In mythological terms, other "human groups" were almost always alien bizarre magical creatures anyway. To anyone in their path, the Huns were most definitely inhuman monsters. The D&D orcs (which can be very Hun-like) fit such a mold quite well.
Orcs are a Tolkien thing.
D&D Orcs bear little resemblance to Tolkien's corrupted evil. Orcs in D&D today owe more to the Huns, to "Dark Continent" style Africans, to Polynesian islanders, to native Amazon tribes, or even more "warlike" Native American tribes....all human groups. But in fantasy, humans with a different culture (and maybe a different skin) may as well have sprung fully-formed from Faerie. Fantasy humans are more normally a specific *kind* of human, rather than the true diverisity of them.
Which, I suppose, is a pretty good reason for pushing Orcs (and other D&D humanoids) to the background.
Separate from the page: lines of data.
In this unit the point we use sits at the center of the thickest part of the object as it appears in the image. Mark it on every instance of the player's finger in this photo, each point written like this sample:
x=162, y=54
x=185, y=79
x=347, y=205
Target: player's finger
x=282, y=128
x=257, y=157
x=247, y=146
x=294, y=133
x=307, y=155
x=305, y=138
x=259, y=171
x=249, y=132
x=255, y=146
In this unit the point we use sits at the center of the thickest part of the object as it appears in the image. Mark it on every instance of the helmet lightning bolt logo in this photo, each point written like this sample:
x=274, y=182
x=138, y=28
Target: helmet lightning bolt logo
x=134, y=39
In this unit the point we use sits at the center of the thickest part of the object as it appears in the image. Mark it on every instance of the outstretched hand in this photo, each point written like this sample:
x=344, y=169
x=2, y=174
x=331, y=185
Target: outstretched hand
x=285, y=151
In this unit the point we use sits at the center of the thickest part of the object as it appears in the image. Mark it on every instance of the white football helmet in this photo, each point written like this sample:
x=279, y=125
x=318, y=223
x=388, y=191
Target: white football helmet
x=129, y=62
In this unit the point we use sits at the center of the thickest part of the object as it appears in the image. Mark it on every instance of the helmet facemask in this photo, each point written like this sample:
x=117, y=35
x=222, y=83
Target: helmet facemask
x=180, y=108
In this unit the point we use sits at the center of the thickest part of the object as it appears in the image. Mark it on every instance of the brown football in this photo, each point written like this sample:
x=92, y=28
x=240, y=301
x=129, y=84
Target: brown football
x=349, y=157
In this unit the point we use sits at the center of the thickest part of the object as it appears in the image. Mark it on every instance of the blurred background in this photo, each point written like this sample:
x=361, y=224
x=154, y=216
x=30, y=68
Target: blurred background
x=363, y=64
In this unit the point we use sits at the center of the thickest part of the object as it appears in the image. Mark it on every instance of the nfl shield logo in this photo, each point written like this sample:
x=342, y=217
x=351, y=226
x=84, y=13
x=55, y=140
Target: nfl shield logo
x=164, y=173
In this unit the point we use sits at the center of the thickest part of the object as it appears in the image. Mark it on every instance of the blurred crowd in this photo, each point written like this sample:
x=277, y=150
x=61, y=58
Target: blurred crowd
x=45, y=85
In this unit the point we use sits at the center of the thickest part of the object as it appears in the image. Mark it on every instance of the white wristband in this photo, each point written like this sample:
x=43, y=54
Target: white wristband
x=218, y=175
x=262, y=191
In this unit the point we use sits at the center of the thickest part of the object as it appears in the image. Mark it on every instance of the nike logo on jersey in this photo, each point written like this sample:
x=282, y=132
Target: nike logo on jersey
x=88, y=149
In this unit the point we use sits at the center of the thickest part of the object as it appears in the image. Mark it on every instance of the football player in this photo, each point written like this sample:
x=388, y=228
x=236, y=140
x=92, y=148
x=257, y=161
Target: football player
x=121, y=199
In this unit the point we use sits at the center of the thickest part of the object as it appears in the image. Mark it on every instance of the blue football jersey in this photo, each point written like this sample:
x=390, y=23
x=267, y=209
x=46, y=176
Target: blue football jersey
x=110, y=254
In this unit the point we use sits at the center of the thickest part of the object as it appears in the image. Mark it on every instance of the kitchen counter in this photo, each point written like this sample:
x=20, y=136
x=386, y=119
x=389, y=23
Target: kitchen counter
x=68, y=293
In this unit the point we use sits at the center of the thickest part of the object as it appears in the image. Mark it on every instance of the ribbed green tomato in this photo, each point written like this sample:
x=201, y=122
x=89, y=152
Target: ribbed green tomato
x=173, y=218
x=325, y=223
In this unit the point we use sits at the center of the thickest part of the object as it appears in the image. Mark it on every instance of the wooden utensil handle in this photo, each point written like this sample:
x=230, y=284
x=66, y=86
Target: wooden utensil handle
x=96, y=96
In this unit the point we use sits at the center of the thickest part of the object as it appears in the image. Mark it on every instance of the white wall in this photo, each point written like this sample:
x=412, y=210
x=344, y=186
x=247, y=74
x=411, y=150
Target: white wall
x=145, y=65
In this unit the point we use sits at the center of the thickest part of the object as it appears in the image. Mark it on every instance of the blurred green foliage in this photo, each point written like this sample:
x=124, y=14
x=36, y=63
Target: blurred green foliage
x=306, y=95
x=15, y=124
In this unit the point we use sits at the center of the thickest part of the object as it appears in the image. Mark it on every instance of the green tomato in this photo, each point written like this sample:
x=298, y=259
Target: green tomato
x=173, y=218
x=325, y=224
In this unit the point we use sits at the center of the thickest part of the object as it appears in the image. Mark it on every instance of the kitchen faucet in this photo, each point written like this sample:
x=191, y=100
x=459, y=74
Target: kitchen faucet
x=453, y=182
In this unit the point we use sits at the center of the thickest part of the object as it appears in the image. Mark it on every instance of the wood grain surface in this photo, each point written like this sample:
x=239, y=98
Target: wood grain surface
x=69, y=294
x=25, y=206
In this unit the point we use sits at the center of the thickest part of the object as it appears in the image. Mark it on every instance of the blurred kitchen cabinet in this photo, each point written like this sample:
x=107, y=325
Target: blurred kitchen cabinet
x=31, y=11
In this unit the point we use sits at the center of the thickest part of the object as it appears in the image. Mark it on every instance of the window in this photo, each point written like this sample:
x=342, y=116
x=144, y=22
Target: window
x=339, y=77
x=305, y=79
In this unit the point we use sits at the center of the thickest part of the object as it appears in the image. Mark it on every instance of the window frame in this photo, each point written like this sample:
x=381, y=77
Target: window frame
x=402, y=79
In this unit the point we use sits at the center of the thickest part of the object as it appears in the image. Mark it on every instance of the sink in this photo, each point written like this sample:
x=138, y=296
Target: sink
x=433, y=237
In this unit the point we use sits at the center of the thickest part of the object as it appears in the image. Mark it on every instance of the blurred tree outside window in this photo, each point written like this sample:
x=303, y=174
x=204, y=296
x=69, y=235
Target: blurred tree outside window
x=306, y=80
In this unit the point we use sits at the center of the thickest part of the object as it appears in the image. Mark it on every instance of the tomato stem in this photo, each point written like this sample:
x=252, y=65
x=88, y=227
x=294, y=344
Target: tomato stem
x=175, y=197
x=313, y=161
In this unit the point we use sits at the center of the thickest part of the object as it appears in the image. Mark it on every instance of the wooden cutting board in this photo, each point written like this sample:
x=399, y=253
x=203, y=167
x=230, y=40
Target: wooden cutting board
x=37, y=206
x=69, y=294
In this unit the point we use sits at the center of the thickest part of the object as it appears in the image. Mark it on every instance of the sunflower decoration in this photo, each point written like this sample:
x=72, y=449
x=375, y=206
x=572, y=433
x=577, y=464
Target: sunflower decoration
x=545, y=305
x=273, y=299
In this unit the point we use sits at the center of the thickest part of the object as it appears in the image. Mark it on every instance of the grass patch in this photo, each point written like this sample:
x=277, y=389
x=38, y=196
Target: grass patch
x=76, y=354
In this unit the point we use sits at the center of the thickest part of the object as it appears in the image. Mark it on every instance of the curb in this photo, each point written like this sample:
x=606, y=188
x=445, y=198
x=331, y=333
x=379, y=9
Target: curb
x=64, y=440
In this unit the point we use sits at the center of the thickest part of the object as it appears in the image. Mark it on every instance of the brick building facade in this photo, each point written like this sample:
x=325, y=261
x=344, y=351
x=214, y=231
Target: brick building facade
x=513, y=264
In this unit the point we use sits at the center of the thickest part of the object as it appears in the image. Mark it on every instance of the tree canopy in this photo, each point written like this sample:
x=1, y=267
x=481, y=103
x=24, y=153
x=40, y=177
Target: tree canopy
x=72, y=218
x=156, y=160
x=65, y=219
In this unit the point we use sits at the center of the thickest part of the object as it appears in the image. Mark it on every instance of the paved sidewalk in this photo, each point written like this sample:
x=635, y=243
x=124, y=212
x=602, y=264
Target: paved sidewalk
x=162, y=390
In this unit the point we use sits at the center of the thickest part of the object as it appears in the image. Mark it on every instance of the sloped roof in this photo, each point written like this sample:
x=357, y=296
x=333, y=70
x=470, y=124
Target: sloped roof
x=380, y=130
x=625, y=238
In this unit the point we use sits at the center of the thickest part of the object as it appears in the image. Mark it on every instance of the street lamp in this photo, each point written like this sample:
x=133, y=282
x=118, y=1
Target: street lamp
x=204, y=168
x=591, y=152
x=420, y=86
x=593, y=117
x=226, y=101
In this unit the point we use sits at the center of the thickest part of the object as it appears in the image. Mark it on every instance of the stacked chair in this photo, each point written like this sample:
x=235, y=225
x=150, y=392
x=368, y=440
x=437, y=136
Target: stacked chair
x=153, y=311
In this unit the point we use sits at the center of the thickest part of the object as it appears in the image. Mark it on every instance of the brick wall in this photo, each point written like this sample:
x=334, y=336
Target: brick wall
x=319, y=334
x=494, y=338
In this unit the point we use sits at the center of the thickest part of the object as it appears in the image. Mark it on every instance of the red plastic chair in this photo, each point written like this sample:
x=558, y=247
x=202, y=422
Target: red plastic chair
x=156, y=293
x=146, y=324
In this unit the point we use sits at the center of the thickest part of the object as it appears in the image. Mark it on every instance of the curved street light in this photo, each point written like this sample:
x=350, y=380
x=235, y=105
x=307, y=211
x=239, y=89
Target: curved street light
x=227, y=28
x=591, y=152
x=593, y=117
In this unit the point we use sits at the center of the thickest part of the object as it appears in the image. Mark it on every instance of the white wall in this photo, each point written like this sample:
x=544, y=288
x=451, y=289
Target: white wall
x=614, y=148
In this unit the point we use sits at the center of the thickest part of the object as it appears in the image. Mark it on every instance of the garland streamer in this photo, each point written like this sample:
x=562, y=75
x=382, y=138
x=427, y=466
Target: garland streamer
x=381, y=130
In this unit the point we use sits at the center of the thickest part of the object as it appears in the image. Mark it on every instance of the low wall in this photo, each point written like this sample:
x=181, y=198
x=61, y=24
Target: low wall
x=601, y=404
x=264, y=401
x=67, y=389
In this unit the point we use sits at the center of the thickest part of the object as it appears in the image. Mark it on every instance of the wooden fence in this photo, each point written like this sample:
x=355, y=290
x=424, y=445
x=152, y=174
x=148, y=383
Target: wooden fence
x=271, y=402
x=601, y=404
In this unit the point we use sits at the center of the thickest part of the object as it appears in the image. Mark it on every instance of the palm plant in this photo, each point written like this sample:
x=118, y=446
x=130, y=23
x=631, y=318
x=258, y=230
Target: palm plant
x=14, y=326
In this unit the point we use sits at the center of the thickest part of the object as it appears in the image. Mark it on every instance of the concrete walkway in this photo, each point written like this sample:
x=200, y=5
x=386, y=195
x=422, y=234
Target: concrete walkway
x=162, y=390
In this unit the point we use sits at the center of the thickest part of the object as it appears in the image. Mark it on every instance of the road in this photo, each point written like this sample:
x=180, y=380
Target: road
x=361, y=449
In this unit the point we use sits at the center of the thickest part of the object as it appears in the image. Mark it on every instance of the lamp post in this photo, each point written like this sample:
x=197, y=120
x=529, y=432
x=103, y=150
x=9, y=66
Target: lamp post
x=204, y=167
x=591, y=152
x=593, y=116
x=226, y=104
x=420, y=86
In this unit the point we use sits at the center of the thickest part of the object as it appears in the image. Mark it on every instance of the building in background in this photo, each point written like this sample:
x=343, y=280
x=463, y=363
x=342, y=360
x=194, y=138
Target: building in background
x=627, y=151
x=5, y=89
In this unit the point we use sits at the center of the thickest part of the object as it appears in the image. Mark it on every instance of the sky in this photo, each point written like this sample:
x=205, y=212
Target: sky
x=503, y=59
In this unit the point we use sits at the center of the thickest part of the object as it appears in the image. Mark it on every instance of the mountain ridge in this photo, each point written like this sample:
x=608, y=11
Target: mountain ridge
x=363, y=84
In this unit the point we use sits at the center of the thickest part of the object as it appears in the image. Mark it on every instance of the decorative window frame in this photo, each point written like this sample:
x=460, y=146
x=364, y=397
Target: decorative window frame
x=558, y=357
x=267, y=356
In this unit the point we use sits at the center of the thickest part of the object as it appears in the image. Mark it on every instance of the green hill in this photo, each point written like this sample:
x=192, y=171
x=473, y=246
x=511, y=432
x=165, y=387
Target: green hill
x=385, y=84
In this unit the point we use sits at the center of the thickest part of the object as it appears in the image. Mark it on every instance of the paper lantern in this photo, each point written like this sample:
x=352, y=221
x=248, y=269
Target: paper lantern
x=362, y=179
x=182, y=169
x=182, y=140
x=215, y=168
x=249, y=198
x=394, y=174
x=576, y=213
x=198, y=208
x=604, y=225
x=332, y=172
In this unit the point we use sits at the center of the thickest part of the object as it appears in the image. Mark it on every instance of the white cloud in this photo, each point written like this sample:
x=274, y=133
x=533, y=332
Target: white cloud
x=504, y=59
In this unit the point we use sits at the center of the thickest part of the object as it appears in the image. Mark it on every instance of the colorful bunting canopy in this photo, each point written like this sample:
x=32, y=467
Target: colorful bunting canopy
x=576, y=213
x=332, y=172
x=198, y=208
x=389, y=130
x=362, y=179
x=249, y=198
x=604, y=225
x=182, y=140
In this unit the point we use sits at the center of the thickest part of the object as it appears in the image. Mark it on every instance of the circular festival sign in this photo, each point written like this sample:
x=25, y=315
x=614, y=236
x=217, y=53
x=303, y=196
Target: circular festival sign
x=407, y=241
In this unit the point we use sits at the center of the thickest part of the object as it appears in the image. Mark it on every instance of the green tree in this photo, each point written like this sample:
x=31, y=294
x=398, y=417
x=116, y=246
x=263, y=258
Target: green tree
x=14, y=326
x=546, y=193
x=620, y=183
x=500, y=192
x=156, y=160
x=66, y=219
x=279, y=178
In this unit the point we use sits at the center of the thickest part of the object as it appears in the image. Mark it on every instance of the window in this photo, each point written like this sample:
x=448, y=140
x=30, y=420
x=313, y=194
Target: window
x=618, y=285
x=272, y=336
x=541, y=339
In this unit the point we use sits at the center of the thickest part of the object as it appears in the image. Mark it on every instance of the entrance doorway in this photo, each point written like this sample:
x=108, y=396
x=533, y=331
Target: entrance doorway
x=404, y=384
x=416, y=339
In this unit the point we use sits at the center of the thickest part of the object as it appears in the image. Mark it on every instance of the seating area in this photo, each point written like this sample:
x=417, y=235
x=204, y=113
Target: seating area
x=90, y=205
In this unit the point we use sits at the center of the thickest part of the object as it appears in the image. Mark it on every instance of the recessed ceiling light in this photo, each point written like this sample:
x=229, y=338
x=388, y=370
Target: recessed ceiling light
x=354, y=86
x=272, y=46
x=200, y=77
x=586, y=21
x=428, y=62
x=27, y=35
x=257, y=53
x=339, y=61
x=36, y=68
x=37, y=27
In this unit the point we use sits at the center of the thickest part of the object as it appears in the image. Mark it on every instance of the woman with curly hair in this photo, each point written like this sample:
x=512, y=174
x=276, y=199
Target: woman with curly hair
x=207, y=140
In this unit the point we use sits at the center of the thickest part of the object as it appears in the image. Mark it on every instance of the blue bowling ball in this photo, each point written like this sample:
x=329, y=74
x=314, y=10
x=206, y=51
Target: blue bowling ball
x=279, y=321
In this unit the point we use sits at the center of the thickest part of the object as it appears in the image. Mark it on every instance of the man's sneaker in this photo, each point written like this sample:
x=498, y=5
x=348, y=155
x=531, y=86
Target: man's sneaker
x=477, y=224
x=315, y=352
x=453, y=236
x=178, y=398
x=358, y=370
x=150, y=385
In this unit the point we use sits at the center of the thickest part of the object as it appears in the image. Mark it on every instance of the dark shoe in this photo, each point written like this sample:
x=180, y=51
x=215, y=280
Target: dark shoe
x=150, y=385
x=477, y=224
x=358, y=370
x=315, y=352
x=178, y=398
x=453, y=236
If you've got humans as diverse as they are in real life, rather as narrow as they are in myth, you've lost the need for some of those "inhuman" humanoids.
And frankly, after years and years and years of weak tea wannabe Tolkien clones, I'm having tons of fun stretching out in directions like that.
But D&D orcs, at least in 3e, aren't really Tolkien clones. Hobgoblins, actually, do a slightly better job of that, but even they are only about as Tolkien-esque as Grey Elves.
D&D orcs would be more at home in the jungles and savannahs and Mad Max style postapocalyptic leather-daddy deserts than they would in Middle Earth.